私はいつも側においている棒と炭バサミで何とか逃げるのを防ごうと思ったが、相手の動きが速く取り逃がした。そのままだとまた噛まれるので必死で追いかけたが、どこか部屋の隅に隠れてしまった。その間10分位。傷の手当は後回しになった。

 

 

それでも焦らなかったのは、噛まれたことに気づかない程痛くもなかったし、目にしたムカデは小さかったし、その後腫れてもこなかったので心配ないと思ったのだ。

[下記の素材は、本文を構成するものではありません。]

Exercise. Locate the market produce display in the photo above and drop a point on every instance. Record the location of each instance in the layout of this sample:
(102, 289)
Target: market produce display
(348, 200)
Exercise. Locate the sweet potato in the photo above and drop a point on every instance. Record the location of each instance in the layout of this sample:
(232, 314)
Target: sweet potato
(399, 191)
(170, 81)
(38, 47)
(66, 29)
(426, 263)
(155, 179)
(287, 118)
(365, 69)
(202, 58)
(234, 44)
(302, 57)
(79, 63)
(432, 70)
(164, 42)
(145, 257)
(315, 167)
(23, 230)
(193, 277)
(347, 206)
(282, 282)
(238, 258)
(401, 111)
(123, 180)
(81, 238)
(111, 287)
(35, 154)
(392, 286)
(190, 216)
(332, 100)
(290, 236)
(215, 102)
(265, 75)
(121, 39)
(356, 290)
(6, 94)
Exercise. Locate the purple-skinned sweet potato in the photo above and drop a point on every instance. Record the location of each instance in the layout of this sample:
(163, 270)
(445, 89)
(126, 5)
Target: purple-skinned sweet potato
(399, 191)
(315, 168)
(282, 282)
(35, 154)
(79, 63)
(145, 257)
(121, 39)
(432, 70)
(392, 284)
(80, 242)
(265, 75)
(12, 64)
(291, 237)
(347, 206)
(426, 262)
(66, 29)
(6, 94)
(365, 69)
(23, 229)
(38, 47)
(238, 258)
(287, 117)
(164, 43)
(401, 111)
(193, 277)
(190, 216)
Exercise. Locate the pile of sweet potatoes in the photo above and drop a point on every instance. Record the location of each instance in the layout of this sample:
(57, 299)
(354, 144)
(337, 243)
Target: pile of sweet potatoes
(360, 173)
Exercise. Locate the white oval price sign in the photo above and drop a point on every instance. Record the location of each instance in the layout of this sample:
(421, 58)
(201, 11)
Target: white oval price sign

それに、我が家にはムカデにも効くというムヒという薬があったからだった。

 

 

それを塗っておけば大丈夫と思って、いざ塗ろうとしたら普通のムヒはたくさんあったが、ムカデにも効果がある方は、残量が少なくなっている。それでもそれを塗った。しばらくして腫れは出てきて、五十円玉くらいの面積のピンクの隆起ができた。それでも痛みはなかった。そのため、私はムカデに噛まれたことを軽視していた。

 

 

それというのも、過去笠岡市という所でトイレのスリッパに隠れていたムカデに足を入れた途端噛まれたことがあった。夫が仇うちをしてくれたが、そのムカデは体長20㎝くらいあり、幅も2㎝もある大ムカデで、その痛さといったら叫ばないといられないほどだった。足の指先を噛まれただけだったが、みるみる足全体が腫れてきたためタクシーを飛ばして病院へ行った。夫も付き添ってくれた。

 


そんな体験があったため、刺されて痛くもなかった傷とさして腫れもしなかった小さなムカデの毒を軽視していた。実際翌日には腫れも痛みもなく、もう直ったかに思えた。つらつら考えるに、ムカデもやみくもには噛まない。ムカデは私の七分丈のズボンの中に侵入し、私が膝を曲げて座っていたので彼もいく手を塞がれたと思い噛んだのではなかろうか…などと推測していた。

 

 

しかし、傷は痛くなかったが痒い。寝ているうちに掻いたのか、書いた部分が赤くなり20㎝くらいの幅がピンク色になり広がっていた。もはや傷口すら見えないのに毒が周辺に拡散しているのか分からなかったが、痛痒かった。それに、少し腫れている

 

 

改めてムカデの対処法を確認したら、「流水のお湯で毒を流せ」と書いてあった。初期対応でやらないと効果なさそうだ。すでに遅かった。ムカデの毒が浸透しているのか、あるいはただ掻いたための炎症か分からなかったが、改めてムカデの毒の侮れなさを感じた。

 

 

病院にとも思ったが、今更遅いし、第一場所が場所だけに躊躇われた。また、あんな小さなムカでに噛まれた位で何なのという反抗心もあって「もう一度嚙んでみろ」とムカデを挑発したりした。いずれにしても、危険なのは噛まれた直後なのであって、その時痛ささえ感じなかったのだから、腫れてもたいしたことないと自分を納得させた。

 

 

ただ対処法は毒を溶かしてしまうために45~46度位のお湯で流すことが解毒になるらしかった。今度は、きっとそうしようと思った。

 

 

刺されて3日目…まだ若干腫れている。ただ、熱っぽさは引いたような気がする。それにしてもあんな小さなムカデなのに、ここまで私を煩わせ悩ましたのだから、大した昆虫だ。私も、こんな高性能の武器がほしいと思ったりした。